Cured meat is any meat that contains sodium nitrate or nitrite. If it is uncooked it is called sweet pickled but both are cured regardless of whether it is cooked. 

In the litterature i recieved in my schooling (the canadian proffessional meatcutter's handbook) the required temperature to kill trichinosis is 131 F for at least 6min however that will not kill all harmfull bacteria just the trichinosis worm. If you're not using pork or bear it's a non issue. Best is to freeze the meat for a month at -18C

When i commercially made jerky we cooked at 145 F for 1.5 hours and 165F for 1 hour then checked the product. This was done in a convection smoker and with whole muscle beef not ground product. 

Also I would like to add that curing salts change the texture and flavour of the meat, in a good way. without nitrate ham would be salt pork basically. Use the cure it's safer and better.

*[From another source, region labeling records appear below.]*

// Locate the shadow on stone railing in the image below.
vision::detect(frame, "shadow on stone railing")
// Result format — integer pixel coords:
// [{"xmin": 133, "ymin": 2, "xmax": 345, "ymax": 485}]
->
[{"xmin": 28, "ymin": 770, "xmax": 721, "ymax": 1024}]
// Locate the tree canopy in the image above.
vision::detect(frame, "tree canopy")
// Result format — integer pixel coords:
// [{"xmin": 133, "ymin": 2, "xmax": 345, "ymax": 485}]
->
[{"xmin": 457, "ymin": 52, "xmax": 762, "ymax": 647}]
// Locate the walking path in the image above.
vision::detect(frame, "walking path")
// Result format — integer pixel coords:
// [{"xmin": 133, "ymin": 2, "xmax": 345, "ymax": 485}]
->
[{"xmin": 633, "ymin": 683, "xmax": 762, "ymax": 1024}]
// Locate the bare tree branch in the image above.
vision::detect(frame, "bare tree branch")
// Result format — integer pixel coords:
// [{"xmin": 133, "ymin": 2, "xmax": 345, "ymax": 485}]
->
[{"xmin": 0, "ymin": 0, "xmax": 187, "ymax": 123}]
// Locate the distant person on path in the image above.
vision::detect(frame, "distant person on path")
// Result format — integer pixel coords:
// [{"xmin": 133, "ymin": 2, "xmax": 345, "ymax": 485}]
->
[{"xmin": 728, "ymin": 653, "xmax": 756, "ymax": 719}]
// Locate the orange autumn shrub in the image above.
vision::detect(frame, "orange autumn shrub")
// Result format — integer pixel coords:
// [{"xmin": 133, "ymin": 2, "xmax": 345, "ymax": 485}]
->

The danger with smokers and botulism comes from lack of oxygen. Botulism is an anaerobic microbe so if you have good ventilation it is much safer but the 4 hours to 140F has more to do with e coli and other such bacteria.


----------



## tasunkawitko (Apr 30, 2009)

yep - COOKED was a poor choice of words on my part.

as for wild game vs. beef etc., i'll have to say that i trust my wild game a lot more than i do anything coming from a commerical packing plant.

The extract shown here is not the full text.